Comme presque tous les élèves du collège d’Alrest, cette élève de troisième est venue me voir sans me dire bonjour et m’a interrompu en plein dans ma conversation avec M., une collègue, dans la cours de récréation.
“Bonjour. Euh oui, si vous voulez. Pardon de demander ça mais nous nous sommes déjà parlés ?
– Non, mais vous avez ma sœur à l’atelier théâtre, Amina.”
Et juste comme ça, je fais partie des leurs. Je suis un prof du collège Alrest. On me demande de venir au vernissage d’une exposition à la médiathèque locale à laquelle les élèves ont participé, les parents me demandent si je serai disponible le samedi après-midi pour un vide-grenier – je ne le serai pas – et les petites sœurs parlent de moi à leurs aînées.

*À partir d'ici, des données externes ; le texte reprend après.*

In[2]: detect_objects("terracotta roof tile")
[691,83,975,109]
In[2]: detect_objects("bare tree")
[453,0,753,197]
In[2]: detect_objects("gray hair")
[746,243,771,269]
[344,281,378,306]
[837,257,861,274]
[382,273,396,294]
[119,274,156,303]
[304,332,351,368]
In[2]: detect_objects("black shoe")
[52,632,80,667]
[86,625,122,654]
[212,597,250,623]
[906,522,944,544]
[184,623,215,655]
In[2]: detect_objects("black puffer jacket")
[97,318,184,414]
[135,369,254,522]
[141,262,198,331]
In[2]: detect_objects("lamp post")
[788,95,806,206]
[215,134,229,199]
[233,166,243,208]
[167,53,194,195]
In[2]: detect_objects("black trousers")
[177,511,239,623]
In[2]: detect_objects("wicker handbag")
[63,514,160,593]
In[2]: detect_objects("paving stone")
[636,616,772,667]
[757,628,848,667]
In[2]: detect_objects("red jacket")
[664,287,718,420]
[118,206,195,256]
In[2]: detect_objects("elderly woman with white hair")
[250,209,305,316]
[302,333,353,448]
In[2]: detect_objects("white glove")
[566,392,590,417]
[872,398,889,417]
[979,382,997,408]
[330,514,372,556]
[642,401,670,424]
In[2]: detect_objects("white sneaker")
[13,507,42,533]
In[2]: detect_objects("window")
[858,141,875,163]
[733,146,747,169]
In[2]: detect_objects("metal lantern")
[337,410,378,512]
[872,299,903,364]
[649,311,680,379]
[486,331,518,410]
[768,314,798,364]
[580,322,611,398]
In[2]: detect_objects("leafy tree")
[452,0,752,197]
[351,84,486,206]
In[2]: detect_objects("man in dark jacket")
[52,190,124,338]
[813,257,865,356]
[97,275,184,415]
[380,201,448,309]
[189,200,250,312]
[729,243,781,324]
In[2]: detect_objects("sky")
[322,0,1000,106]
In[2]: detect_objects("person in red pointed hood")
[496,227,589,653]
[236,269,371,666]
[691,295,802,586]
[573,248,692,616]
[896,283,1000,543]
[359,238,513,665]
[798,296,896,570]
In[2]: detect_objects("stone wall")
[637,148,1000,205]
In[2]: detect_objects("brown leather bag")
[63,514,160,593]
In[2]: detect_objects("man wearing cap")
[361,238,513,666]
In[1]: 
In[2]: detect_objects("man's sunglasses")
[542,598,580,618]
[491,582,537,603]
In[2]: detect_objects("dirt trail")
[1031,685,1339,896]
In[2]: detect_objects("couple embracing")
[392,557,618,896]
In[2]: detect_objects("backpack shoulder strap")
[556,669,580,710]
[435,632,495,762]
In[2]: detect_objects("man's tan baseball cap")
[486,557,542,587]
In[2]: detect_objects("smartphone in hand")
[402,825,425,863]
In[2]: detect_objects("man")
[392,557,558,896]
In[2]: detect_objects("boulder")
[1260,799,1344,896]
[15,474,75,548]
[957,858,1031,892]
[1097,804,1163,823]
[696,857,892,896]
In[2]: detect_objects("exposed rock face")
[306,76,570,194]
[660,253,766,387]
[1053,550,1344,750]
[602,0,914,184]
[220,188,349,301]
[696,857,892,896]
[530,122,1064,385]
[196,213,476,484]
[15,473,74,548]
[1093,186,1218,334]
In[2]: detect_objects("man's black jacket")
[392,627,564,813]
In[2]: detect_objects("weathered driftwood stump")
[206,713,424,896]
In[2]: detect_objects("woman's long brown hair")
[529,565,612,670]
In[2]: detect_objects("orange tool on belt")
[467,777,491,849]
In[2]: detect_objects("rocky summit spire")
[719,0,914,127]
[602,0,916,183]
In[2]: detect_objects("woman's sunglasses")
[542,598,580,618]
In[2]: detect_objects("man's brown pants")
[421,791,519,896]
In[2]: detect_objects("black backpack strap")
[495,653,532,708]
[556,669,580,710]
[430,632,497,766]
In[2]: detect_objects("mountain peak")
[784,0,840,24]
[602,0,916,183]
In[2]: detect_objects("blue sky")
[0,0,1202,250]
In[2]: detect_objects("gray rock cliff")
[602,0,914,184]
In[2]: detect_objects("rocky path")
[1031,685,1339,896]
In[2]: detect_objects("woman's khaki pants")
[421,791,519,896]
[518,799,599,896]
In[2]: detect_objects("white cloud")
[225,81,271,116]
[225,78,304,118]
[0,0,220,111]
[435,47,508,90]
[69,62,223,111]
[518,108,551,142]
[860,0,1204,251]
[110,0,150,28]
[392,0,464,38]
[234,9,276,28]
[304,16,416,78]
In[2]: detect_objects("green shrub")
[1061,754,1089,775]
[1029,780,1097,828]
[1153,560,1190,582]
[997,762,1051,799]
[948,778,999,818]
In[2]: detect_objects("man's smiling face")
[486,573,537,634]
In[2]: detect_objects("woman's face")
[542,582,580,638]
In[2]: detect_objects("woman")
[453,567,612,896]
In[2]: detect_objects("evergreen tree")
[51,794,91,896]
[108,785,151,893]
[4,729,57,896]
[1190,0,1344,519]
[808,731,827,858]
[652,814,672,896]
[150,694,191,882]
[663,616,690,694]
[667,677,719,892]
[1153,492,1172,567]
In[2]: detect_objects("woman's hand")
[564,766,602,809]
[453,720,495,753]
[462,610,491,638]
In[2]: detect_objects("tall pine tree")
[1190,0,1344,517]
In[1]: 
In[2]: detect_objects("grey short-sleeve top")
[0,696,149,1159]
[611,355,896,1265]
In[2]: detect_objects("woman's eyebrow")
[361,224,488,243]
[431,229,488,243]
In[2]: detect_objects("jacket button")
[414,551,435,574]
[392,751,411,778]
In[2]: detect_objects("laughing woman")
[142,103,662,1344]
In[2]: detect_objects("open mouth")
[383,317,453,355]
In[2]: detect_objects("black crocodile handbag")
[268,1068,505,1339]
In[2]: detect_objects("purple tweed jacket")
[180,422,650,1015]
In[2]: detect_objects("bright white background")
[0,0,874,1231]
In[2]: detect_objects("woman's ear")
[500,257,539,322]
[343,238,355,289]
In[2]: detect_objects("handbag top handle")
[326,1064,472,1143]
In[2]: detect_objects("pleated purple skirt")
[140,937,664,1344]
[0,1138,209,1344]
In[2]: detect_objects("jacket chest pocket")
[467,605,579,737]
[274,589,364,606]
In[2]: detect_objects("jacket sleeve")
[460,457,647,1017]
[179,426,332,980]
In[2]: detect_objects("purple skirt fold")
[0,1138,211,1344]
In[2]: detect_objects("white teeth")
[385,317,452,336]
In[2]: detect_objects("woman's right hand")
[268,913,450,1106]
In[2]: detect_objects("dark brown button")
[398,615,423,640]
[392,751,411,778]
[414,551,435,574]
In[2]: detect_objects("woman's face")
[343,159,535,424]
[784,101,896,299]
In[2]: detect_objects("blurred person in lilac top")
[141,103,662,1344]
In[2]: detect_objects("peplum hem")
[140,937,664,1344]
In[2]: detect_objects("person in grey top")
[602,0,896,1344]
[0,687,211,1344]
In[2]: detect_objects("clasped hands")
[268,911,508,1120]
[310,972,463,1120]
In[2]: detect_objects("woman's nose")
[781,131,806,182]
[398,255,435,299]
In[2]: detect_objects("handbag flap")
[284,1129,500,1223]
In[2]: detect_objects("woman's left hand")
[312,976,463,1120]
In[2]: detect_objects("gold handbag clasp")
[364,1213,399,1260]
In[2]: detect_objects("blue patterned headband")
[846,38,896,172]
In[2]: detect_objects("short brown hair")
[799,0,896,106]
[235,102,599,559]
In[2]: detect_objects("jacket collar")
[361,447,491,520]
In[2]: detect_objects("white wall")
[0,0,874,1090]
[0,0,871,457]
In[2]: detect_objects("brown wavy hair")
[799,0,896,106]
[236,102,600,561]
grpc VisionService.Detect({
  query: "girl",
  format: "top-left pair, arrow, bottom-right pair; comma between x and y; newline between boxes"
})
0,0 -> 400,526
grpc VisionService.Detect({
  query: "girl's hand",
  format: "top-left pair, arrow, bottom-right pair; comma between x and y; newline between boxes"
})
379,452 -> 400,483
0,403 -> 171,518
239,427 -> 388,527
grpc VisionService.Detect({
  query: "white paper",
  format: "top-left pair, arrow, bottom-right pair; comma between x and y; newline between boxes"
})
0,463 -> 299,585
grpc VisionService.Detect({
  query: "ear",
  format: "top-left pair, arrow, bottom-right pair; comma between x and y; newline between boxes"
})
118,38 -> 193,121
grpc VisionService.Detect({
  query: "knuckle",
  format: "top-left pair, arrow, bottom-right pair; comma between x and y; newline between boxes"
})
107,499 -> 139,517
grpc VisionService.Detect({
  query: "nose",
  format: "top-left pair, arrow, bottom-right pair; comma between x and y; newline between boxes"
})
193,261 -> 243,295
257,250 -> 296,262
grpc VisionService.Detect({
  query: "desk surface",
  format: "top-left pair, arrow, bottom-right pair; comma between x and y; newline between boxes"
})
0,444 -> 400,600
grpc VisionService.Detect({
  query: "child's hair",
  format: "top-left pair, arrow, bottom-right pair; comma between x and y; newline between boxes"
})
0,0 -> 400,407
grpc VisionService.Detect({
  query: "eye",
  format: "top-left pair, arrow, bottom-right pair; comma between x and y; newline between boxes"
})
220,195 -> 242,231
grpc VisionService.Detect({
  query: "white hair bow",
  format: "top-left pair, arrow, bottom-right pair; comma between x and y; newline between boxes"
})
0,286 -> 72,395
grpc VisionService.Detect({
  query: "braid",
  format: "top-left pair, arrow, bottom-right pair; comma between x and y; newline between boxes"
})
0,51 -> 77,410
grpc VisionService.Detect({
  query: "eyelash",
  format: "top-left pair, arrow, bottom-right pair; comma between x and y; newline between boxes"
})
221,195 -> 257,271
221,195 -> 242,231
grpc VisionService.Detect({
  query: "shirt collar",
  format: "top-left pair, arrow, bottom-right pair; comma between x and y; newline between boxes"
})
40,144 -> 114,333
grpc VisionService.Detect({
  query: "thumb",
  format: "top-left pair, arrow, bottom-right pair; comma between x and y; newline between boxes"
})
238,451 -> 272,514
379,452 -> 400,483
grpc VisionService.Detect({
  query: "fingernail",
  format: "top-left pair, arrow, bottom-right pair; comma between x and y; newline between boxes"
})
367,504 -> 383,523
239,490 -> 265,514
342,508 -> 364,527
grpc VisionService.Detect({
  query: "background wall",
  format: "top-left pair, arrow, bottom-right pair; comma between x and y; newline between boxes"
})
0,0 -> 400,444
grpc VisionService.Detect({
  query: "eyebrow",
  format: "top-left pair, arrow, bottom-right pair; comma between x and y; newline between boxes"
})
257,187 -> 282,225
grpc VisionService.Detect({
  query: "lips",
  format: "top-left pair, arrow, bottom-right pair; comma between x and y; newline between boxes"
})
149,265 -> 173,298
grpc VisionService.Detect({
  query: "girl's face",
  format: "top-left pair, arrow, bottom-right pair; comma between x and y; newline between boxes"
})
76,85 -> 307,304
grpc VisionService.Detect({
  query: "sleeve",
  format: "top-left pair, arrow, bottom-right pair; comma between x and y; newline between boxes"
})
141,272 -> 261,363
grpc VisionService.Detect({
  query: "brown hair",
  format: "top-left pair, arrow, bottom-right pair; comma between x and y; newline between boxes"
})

Ça n’est pas toujours le cas. L’année dernière, au collège Nohr, je suis parti inconnu de tous les élèves qui n’étaient pas les miens, et de la plupart des parents d’élèves. Question de taille de bahut, ou du fait que je sois arrivé en cours d’année là-bas ? Peut-être. Mais souvent, les choses se passent sans vraiment d’explication. C’est comme ça. Ils me connaissent et je les connais. Il n’y a, dans mes classes, aucun élève dont je ne connaisse pas au moins les grands traits. Avec qui la communication soit impossible ou interrompue. Les mômes savent où se trouvent ma classe, et, même lorsque je ne leur fais pas cours, viennent emprunter un bouquin de ma bibliothèque personnelle ou me demandent si on m’a rapporté mon unique playmobil volé (Hermès. Je suis dégoûté.)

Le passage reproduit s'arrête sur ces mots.